Security is important. I installed electric fences to prevent bored animals from breaking out (which results in a costly waste of time, switching on the alarms to get the public to shelters while you get your ACU chopper to tranquilise and transport the escapee). I’ve since installed tougher fences after a Ceratosaurus terrified by a tropical storm smashed its way out of the compound and ate several visitors. You can see this in relative close up. It’s both hilarious and wince-inducing.
One nice touch is the ability to control the chopper and ranger jeep. The jeep handles well and you can get really up close to the animals, bombing around the paddocks taking photos for cash. It really gets you up close and personal to the action in your own park. You can set the rangers to restock food and repair fences manually, or drive round to the problem yourself.
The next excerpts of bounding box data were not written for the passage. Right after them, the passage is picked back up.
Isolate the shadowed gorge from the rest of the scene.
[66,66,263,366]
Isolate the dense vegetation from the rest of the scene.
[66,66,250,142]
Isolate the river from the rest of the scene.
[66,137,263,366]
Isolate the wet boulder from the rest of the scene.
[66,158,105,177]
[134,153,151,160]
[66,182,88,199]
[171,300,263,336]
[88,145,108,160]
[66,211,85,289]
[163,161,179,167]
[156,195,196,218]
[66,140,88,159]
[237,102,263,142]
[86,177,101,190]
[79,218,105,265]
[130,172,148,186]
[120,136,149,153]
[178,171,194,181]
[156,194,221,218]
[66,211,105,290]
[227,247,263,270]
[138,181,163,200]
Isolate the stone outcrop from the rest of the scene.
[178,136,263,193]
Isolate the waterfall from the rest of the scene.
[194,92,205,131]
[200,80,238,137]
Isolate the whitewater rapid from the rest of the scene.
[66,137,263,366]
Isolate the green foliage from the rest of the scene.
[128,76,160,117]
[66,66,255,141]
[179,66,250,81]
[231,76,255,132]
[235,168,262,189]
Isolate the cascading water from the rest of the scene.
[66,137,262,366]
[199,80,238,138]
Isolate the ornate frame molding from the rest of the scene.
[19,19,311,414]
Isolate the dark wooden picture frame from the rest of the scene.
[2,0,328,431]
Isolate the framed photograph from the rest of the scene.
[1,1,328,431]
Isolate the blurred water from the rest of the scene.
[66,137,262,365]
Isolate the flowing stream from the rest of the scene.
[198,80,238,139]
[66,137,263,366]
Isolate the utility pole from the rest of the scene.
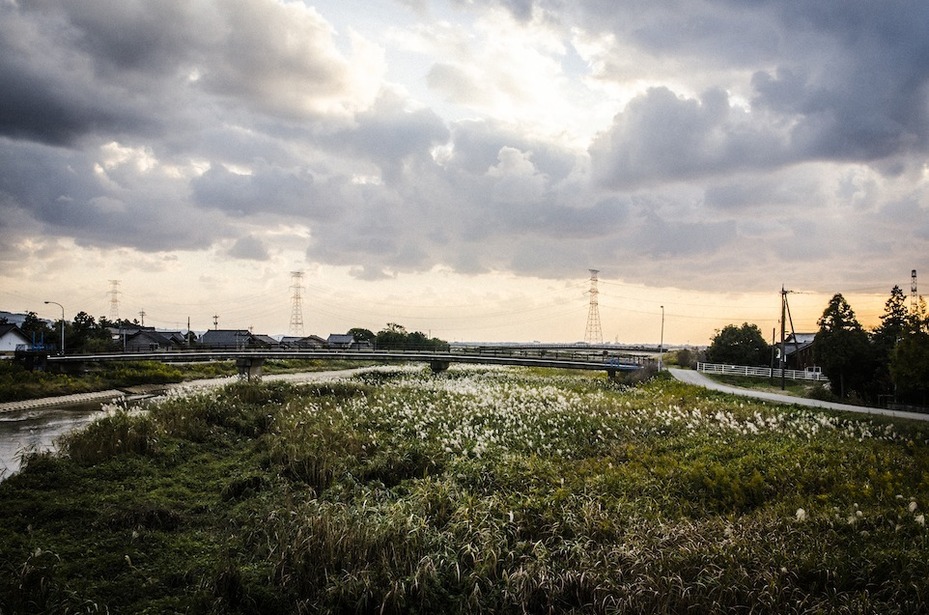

Challenge is issued through contracts from the security, entertainment and science divisions of your park. You need to balance these out to be successful. I’ve had to reload twice due to leaning too far towards one aspect, and haemorrhaging money during storms, or when animals started to die during a disease outbreak that I hadn’t researched a cure for.
Contracts can be things like researching a genome about 60%, or making sure you don’t allow any members of the public to be eaten for 10 minutes, or securing a certain profit margin in your shops, or getting two dinosaurs to have a fight. I figure they’ll get tired and samey rather quickly, but I find the construction and maintenance of the Park compelling enough anyway, so it’s just added interest for someone like me.
Research is useful for developing new dinosaurs. It seems that you can splice genes in the creation department. I’d like to think you can create a new species, but I don’t know yet. I’ve just researched a monorail, so I hope to build that soon. The hamster balls aren’t available yet, but they’re alluded to.
I’ve really enjoyed it so far. It’s quite unforgiving insofar as that you’re punished severely if you’ve neglected something for too long, which makes the reload and success all the sweeter. Lessons learned and all that. The weather effects are atmospheric and visuals generally good. The animals are fascinating to watch and I’m looking forward to continuing tomorrow.